XML: Implications and Opportunities

Everybody's heard of XML and all the hype that comes with it. But what is XML? And what does it mean for publishers?

Often, content is authored, edited and published using a markup form that only controls style and presentation and not meaning. Examples of this are word processor files and web pages. XML offers the chance to capture the meaning of the content in the markup. Instead of this:

Allen, Thomas B. Vanishing Wildlife of North America. Washington, D.C.: National Geographic Society, 1974.

We have this:

<citation>
<author>Allen, Thomas B.</author>
<title>Vanishing Wildlife of North America</title>
<publisher>
<name>National Geographic Society</name>
<place>Washington, D.C.</place>
<date>1974</date>
</publisher>
</citation>

From that XML we could generate the same citation or any of a number of other formats. But, with this XML, we can also find our content with searches such as "author=Allen" and so on.

The key to understanding XML and it's implications for publishers is "Content Use and Reuse." Let's look at a scenario from a project on which I'm currently working.

Current awareness (news) content is published daily. It was originally written in a proprietary markup format, for which there were lots of in-house custom tools. All the editorial staff know the markup language. New hires have a long learning curve. We replaced the proprietary markup with an XML form. We hid the XML behind a word-processor interface and publish in a variety of forms (old and new) from the XML. This is feasible because of the open standards basis of XML and the freely available tools for managing XML. But really, it's just economics. Saved money.
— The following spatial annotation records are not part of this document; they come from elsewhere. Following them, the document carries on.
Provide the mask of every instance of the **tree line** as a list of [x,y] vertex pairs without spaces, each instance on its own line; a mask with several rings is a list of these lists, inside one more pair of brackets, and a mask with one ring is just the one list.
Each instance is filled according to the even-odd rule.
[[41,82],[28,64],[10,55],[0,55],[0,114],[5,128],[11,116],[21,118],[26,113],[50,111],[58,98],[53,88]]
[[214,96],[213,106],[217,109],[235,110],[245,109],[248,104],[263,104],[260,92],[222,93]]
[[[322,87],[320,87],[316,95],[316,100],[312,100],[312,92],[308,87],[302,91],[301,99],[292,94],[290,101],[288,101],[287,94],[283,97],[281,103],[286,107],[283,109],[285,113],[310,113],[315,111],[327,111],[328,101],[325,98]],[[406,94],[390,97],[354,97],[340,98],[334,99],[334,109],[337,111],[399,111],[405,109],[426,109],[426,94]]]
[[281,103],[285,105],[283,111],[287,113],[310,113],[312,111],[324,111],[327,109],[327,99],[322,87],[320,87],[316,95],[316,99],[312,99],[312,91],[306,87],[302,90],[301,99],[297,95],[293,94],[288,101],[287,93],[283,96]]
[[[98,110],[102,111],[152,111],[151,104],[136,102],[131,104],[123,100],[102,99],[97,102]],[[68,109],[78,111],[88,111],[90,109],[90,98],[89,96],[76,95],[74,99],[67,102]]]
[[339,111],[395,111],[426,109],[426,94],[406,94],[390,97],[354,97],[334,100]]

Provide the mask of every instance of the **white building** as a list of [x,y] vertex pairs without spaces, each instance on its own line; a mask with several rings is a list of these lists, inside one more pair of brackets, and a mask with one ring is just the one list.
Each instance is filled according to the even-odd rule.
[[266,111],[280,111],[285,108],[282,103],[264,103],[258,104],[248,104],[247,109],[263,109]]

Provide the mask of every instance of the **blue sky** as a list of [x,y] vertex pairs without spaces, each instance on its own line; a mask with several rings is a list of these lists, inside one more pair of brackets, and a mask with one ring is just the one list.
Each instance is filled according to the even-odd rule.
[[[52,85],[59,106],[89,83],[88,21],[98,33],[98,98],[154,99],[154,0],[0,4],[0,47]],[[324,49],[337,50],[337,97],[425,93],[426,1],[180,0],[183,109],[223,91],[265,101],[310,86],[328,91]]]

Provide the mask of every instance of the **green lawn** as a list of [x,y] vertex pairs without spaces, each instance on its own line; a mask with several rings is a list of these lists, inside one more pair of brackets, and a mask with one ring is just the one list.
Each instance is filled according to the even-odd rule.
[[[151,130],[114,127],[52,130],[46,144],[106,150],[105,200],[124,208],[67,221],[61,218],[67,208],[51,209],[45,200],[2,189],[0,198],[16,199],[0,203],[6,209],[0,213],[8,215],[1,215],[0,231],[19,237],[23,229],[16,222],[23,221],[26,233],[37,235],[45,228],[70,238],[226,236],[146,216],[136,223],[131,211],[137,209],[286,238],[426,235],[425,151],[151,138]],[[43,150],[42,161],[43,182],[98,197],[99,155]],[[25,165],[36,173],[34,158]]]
A publisher embarking on this kind of restructuring can use any of a number of standardized content models as a starting point: ODF, DocBook, DITA, etc.

The real opportunity comes in the new ways the content can be extended and also reused. More can be done to describe the content, down to a very granular level. The XML form of the content can contain not only the content, but metadata describing the content. This might not appear in any one published version, but can be used for searching and linking applications. It can be published in many ways on different media through simple reformatting.

Semantic markup is the next big step. We capture not only the metadata, but also describe the "aboutness" of the content. From simple keywords to linked thesauri, to external, linked ontologies, we can capture many levels of domain meaning for the content.